With respect to the Union's "past practice" argument, the Agency asserts that this contention was raised for the first time in the Union's exceptions and, as such, should be dismissed. Moreover, the Agency alleges that even if not dismissed on these grounds, the Arbitrator made a factual finding that no "understanding" existed [ v55 p633 ] between the parties eliminating the lunch period. Id. at 4-5. The Agency contends that this exception is mere disagreement with the factual determinations and reasoning of the Arbitrator. Id. at 5.
Finally, as to the Union's argument that the Arbitrator's award is inconsistent with the FLSA, the Agency reiterates that the Arbitrator's factual findings are consistent with the FLSA in that the grievants were not required to remain on the premises during lunch; they were "duty free"; and the 8½ hour workday does not require them to work during their lunch break. Id. at 9. Accordingly, the Agency maintains this ruling is compatible with 5 C.F.R. § 551.411(c), which states that bona fide meal periods shall not be considered work. Id. at 9-10. Ultimately, the Agency contends, this exception, too, is merely a factual determination by the Arbitrator with which the Union disagrees. Id. at 10.
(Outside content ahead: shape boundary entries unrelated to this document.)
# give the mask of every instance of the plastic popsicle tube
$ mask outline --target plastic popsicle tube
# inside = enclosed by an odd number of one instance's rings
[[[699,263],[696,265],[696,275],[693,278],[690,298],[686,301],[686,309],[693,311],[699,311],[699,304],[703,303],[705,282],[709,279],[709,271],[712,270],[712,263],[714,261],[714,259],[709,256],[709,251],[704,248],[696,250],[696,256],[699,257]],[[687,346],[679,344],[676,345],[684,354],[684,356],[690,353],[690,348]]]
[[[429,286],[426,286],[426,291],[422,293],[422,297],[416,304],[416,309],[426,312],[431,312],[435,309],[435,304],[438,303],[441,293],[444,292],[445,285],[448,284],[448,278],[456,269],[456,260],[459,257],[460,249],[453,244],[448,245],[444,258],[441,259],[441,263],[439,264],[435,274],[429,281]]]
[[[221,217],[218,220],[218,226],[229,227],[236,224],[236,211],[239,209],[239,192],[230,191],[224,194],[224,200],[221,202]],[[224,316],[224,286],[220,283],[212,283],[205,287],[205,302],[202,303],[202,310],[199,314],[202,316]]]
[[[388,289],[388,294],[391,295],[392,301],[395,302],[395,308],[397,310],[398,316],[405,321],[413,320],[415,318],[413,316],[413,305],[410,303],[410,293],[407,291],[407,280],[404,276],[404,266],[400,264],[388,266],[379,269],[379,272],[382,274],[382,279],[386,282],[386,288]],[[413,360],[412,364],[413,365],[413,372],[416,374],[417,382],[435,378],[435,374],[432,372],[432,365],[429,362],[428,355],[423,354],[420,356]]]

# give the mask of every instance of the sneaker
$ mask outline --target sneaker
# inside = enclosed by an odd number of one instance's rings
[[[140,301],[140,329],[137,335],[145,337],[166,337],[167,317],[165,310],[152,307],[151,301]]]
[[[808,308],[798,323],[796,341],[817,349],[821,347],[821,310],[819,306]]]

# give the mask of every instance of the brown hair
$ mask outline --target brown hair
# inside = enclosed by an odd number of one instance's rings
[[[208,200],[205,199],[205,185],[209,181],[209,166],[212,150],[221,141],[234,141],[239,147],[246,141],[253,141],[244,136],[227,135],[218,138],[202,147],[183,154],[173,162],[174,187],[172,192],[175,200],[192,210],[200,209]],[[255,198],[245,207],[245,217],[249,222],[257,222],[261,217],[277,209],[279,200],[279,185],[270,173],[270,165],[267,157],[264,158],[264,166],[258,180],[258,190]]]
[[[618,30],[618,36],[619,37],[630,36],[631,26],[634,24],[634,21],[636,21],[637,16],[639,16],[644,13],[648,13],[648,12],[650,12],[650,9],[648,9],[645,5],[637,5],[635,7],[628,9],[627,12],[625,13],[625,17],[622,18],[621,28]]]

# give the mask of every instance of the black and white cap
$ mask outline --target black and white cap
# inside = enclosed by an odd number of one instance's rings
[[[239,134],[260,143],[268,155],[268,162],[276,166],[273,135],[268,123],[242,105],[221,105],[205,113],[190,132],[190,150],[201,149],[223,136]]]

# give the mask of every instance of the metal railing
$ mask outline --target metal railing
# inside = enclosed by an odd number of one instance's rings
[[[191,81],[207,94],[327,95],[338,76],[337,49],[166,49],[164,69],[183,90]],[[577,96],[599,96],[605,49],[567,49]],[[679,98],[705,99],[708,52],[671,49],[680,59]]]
IV. Analysis and Conclusions
A. The Arbitrator did not Exceed his Authority
An arbitrator exceeds his or her authority when the arbitrator fails to resolve an issue submitted to arbitration, resolves an issue not submitted to arbitration, disregards specific limitations on his or her authority, or awards relief to persons who are not encompassed within the grievance. United States Small Business Administration and American Federation of Government Employees, Local 2951, 55 FLRA 179, 183 (1999).
Here, the Union asserts that the Arbitrator exceeded his authority by "amending" Article 4(c) of the Master Agreement. This contention has its genesis in Article 32, Section f of the Master Agreement, which states that an arbitrator may not "add to, subtract from, disregard, alter, or modify" any portion of the Master Agreement. Specifically, the Union argues that the Arbitrator altered the plain language of Article 4(c) to hold that only written agreements between the parties may not be unilaterally changed.
In reaching his conclusions, the Arbitrator assessed Article 4(c), Article 18(a) and Article 5(b). [n5] After analyzing these contract provisions, and the evidence, the Arbitrator concluded that the Agency had the right to set the tour of duty. Furthermore, he found that there was no evidence of any "agreement" which precluded FCI, Pekin from exercising this right. Award at 8.
We conclude that the Arbitrator did not exceed his authority with respect to his interpretation and application of the Master Agreement, in particular Article 4(c). The Arbitrator exercised his power under both the collective bargaining agreement and Authority case law to interpret provisions of the agreement. The Union's exception is merely an attempt to recast the Arbitrator's contract interpretation as an improper contract modification. However, the Union has failed to establish that the Arbitrator altered, amended or modified the collective bargaining agreement and, thereby, disregarded specific limitations on his authority. See American Federation of Government Employees, Local 1546 and U.S. Department of Defense, Defense Logistics Agency, Defense Distribution Region West, 52 FLRA 94, 98 (1996); U.S. Department of the Treasury, United States Mint, Philadelphia, Pennsylvania and Fraternal Order of Police, Lodge F1-PA, 51 FLRA 1683, 1686 (1996). As the Union does not make any claim that the Arbitrator otherwise exceeded his authority, we deny this exception.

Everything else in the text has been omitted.